A smile can hide a thousand tears. It’s certainly not very ‘British’ to focus on the negative. It’s always about the ‘stiff upper lip’ and ‘keep calm and carry on’. The trouble is, this very British point of view can be extremely damaging.
I have been finding myself in a state of dismay. The more that I educate myself on PTSD, the more I disagree with my diagnosis. I know that I have most definitely experienced some awfully traumatic things but I fail to believe that I’m ‘damaged’ as a result. Also, I really don’t ‘fit’ into the common examples of someone suffering with PTSD. My research tends to describe sufferers as emotionally numb and unable to feel normal emotions. Those close to me know that I am the polar opposite of this.

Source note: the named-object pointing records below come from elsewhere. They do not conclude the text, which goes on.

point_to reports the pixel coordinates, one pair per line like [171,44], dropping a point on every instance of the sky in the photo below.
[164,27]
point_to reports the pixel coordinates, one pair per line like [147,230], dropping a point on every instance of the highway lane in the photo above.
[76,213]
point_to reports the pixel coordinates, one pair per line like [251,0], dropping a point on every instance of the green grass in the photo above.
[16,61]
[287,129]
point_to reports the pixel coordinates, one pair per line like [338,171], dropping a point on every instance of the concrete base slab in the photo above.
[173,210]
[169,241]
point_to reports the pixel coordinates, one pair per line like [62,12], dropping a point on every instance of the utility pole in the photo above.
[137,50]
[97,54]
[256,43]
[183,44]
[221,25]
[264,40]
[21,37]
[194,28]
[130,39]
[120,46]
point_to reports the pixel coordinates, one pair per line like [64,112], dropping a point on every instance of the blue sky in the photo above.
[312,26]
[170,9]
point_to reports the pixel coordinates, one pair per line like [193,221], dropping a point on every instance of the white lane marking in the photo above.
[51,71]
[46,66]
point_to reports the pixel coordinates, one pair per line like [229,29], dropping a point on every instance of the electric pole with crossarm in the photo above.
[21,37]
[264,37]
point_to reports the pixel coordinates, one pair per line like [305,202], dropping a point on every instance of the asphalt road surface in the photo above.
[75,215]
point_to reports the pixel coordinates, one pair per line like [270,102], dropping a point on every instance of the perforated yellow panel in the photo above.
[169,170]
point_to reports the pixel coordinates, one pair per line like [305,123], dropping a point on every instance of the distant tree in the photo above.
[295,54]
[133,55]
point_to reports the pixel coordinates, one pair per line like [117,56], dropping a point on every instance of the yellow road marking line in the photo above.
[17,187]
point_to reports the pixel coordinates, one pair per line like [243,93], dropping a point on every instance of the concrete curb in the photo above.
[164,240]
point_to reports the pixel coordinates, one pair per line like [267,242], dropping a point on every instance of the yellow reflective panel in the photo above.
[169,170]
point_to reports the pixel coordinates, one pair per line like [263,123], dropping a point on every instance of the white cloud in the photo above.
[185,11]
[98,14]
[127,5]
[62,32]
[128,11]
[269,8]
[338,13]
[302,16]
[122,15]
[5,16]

Over the past week, I have been having non epileptic seizures in my sleep. This has always happened. However, the difference this week is that I’m not waking up. My poor Mr Right is being constantly woken up by my violent seizures whilst I lay there blissfully unaware. They’ve been that violent that I think I’ve actually given myself whiplash 😕
I’m struggling with pain more than anything at the moment. My whole body feels like it’s on fire. It’s that painful that even my glasses hurt my face and my hair tie pulls against my scalp. It’s as if my body has become hypersensitive. This, unfortunately, is quite a common side effect of FND. What I fail to understand is how on earth do I stop this? I don’t expect it, I don’t choose it so how am I or how is my brain causing it??
I really wish I could wave a magic wand and make it all disappear. Sadly, I think I’m only just at the beginning of a very long journey. However, if there’s a way to get through this and get my life back, I will try absolutely anything.
It’s okay to cry when I’m on my own. The whole situation is, for want of a better word, crappy! On the outside, I will continue to smile and get through each day the best I can.
Thank you for taking the time to read my story.